Anchors

In this chapter, you'll be learning about qualifying a pattern. Instead of matching anywhere in the input string, restrictions can be specified. For now, you'll see the ones that are already part of regexp features. In later chapters, you'll learn how to define custom rules.

These restrictions are made possible by assigning special meaning to certain characters and escape sequences. The characters with special meaning are known as metacharacters in regexp parlance. In case you need to match those characters literally, you need to escape them with a \ character (discussed in the Escaping metacharacters chapter).

String anchors

This restriction is about qualifying a regexp to match only at the start or end of an input string. These provide functionality similar to the string methods startsWith() and endsWith(). First up, the ^ metacharacter which restricts the matching to the start of string.

// ^ is placed as a prefix to the search term
> /^cat/.test('cater')
< true
> /^cat/.test('concatenation')
< false

> /^hi/.test('hi hello\ntop spot')
< true
> /^top/.test('hi hello\ntop spot')
< false

To restrict the matching to the end of string, the $ metacharacter is used.

// $ is placed as a suffix to the search term
> /are$/.test('spare')
< true
> /are$/.test('nearest')
< false

> let words = ['surrender', 'unicorn', 'newer', 'door', 'empty', 'eel', 'pest']
> words.filter(w => /er$/.test(w))
< ['surrender', 'newer']
> words.filter(w => /t$/.test(w))
< ['pest']

Combining both the start and end string anchors, you can restrict the matching to the whole string. The effect is similar to comparing strings using the == operator.

> /^cat$/.test('cat')
< true
> /^cat$/.test('cater')
< false

You can emulate string concatenation operations by using the anchors by themselves as a pattern.

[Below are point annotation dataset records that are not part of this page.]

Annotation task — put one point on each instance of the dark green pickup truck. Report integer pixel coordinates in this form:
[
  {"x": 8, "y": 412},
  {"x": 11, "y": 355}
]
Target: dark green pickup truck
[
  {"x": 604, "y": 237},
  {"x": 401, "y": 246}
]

// insert text at the start of a string
> 'live'.replace(/^/, 're')
< 'relive'
> 'send'.replace(/^/, 're')
< 'resend'

// appending text
> 'cat'.replace(/$/, 'er')
< 'cater'
> 'hack'.replace(/$/, 'er')
< 'hacker'

Line anchors

A string input may contain single or multiple lines. The characters \r, \n, \u2028 (line separator) and \u2029 (paragraph separator) are considered as line separators. When the m flag is used, the ^ and $ anchors will match the start and end of every line respectively.

// check if any line in the string starts with 'top'
> /^top/m.test('hi hello\ntop spot')
< true

// check if any line in the string ends with 'er'
> /er$/m.test('spare\npar\nera\ndare')
< false

// filter elements having lines ending with 'are'
> let elements = ['spare\ntool', 'par\n', 'dare', 'spared']
> elements.filter(e => /are$/m.test(e))
< ['spare\ntool', 'dare']

// check if any whole line in the string is 'par'
> /^par$/m.test('spare\npar\nera\ndare')
< true

Just like string anchors, you can use the line anchors by themselves as a pattern.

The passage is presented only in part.